Ringrazio Ottorino Pagani per aver preso a cuore le sorti del Palazzo Inam ,tanto bistrattato dalla vulgata corrente. Ne riporto la testimonianza e il lavoro di memoria e di cultura che sta facendo.
Una ragione per riflettere per quanti pensano con sufficienza ad una sua demolizione. E un monito che ci ricorda che prima dobbiamo conoscere i beni culturali della città, anche quelli dimenticati; per poi procedere –dopo– alla loro valorizzazione.
Insomma serve cultura e memoria e non improvvisazione.

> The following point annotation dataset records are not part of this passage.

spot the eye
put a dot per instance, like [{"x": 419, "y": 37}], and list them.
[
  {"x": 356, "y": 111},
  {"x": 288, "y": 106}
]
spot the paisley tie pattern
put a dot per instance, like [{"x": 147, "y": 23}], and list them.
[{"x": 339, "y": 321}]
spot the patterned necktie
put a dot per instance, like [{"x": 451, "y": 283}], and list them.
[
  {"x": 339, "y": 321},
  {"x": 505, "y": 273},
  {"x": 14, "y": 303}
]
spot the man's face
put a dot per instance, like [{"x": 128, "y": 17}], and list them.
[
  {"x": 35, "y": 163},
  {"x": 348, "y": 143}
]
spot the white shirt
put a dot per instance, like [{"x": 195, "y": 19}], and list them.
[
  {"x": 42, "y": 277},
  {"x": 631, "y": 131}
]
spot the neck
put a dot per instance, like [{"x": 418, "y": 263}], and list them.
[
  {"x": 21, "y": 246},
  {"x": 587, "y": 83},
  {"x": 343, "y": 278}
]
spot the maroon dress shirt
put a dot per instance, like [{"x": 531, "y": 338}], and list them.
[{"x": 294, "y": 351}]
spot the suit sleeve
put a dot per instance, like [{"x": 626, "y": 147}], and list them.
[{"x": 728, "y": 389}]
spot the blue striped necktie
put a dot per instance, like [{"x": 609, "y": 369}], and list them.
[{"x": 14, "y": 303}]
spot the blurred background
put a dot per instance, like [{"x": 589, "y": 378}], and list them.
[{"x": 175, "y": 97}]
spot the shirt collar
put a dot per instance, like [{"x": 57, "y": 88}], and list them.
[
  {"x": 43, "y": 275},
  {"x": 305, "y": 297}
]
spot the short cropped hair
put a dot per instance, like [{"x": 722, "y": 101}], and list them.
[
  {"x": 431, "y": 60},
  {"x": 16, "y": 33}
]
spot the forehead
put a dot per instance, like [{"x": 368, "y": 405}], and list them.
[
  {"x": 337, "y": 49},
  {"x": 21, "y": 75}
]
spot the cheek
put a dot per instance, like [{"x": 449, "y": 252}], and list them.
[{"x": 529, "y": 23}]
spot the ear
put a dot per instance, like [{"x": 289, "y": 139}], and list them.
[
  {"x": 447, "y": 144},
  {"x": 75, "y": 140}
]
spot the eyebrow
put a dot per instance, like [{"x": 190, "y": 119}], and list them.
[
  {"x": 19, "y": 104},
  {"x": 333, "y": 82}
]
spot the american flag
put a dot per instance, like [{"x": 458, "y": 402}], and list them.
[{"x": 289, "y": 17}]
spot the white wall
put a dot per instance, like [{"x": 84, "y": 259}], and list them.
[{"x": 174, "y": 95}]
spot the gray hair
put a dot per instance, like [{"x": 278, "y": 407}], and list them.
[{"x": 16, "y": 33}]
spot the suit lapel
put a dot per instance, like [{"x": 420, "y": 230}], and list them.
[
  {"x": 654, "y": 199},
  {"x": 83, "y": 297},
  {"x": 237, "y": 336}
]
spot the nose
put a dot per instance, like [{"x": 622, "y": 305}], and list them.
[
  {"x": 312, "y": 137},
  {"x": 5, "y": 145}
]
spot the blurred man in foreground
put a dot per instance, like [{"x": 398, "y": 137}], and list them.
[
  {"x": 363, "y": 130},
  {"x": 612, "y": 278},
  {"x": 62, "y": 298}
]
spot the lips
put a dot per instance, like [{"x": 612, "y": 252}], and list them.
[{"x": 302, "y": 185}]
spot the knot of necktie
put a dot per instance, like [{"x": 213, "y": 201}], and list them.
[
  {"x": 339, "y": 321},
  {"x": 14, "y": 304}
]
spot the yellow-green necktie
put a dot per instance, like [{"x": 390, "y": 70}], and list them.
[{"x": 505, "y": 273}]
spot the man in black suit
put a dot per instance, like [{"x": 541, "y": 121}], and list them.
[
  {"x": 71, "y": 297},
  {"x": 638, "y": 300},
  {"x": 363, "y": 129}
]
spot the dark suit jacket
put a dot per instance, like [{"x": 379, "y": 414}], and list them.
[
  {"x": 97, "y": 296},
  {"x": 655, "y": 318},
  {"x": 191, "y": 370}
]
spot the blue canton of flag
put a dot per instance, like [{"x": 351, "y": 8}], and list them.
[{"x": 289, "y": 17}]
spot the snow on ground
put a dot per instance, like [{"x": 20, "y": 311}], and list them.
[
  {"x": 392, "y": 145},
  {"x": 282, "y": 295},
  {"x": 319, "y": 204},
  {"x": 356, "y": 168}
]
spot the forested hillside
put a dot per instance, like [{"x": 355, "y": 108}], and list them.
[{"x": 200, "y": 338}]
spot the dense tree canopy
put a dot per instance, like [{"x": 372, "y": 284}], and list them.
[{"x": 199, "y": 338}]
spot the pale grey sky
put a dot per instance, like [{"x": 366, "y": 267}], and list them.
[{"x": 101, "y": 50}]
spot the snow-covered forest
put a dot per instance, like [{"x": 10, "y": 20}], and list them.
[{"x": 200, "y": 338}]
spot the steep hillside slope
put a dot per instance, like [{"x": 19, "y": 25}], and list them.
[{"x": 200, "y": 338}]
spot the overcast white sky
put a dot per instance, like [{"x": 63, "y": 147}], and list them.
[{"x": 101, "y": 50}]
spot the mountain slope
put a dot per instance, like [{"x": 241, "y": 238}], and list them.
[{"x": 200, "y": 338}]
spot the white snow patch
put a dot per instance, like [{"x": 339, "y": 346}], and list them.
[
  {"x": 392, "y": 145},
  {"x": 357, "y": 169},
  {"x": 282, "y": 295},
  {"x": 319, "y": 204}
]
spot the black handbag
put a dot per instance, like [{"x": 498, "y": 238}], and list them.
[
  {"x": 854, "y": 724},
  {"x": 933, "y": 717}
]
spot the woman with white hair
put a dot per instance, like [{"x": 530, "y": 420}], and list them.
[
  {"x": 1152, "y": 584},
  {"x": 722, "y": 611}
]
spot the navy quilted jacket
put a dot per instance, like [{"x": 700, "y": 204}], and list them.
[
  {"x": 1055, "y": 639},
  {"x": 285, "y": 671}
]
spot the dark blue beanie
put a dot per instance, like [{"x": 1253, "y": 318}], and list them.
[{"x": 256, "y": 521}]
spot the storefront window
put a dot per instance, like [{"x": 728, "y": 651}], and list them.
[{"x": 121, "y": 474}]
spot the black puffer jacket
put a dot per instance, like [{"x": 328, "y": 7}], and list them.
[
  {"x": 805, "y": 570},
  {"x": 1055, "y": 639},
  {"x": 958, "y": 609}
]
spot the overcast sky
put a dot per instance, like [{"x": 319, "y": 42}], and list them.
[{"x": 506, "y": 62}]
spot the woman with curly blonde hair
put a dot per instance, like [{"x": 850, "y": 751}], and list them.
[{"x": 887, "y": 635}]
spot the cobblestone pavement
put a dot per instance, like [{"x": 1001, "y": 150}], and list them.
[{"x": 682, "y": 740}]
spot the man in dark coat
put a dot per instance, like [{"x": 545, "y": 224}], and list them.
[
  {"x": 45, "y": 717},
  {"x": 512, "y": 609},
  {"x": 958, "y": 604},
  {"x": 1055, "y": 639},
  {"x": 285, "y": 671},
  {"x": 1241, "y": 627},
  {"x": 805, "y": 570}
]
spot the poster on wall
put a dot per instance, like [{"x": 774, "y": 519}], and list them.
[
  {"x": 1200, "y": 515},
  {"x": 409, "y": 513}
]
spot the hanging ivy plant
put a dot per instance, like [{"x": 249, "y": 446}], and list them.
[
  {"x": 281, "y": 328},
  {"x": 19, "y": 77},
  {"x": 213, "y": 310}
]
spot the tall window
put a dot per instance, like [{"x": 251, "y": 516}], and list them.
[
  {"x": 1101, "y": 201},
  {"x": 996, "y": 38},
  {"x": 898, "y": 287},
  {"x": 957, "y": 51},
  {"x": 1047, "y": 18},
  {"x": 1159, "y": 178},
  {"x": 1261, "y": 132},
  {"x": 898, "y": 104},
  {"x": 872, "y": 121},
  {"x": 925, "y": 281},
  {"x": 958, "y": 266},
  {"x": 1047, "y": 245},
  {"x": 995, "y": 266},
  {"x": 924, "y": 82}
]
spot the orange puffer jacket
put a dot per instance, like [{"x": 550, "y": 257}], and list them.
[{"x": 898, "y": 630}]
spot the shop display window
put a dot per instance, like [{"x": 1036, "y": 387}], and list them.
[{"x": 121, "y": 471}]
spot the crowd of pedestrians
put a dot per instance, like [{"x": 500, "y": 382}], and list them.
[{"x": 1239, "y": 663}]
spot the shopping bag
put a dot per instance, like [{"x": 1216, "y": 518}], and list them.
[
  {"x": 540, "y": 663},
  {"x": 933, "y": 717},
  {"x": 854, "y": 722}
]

“Lo scorso 4 febbraio, insieme a due amici, abbiamo incontrato presso il Palazzo di via 2 giugno il progettista: l’architetto Marco Romano. È stato un incontro molto interessante per conoscere il contesto storico, l’approccio urbanistico e architettonico che hanno influenzato il progetto del Palazzo e del Centro Civico (non realizzato) in cui era inserito.
Le informazioni raccolte evidenziano
il valore culturale di questo artefatto, sia per la testimonianza di un periodo
storico (1963-1980) importante per lo sviluppo della Città di Paderno D., sia
per la cura dell’architetto all’organizzazione degli spazi e al contesto
urbanistico che voleva privilegiare la pedonalita’ e l’accessibilità ai servizi
civici, piuttosto che premiare l’estetica di moda.
La constatazione della stabilità
della struttura in cemento armato ( progettata da Ing. Marco Locatelli) e la
conseguente possibilità di ristrutturazione, rendono, a nostro avviso, questo
bene culturale ancora fruibile dai Cittadini. E per la sua tutela, abbiamo ritenuto
opportuno registrarlo nell’archivio di #SOSBRUTALISM, sponsorizzato dal DAM
(Deutches Architektur Museum) per la salvaguardia dei manufatti di
“architettura brutalista”, una “corrente” nata negli anni 1950, che deriva da
una definizione francese di LeCorbusier: “beton brut” (cemento a vista) che si
…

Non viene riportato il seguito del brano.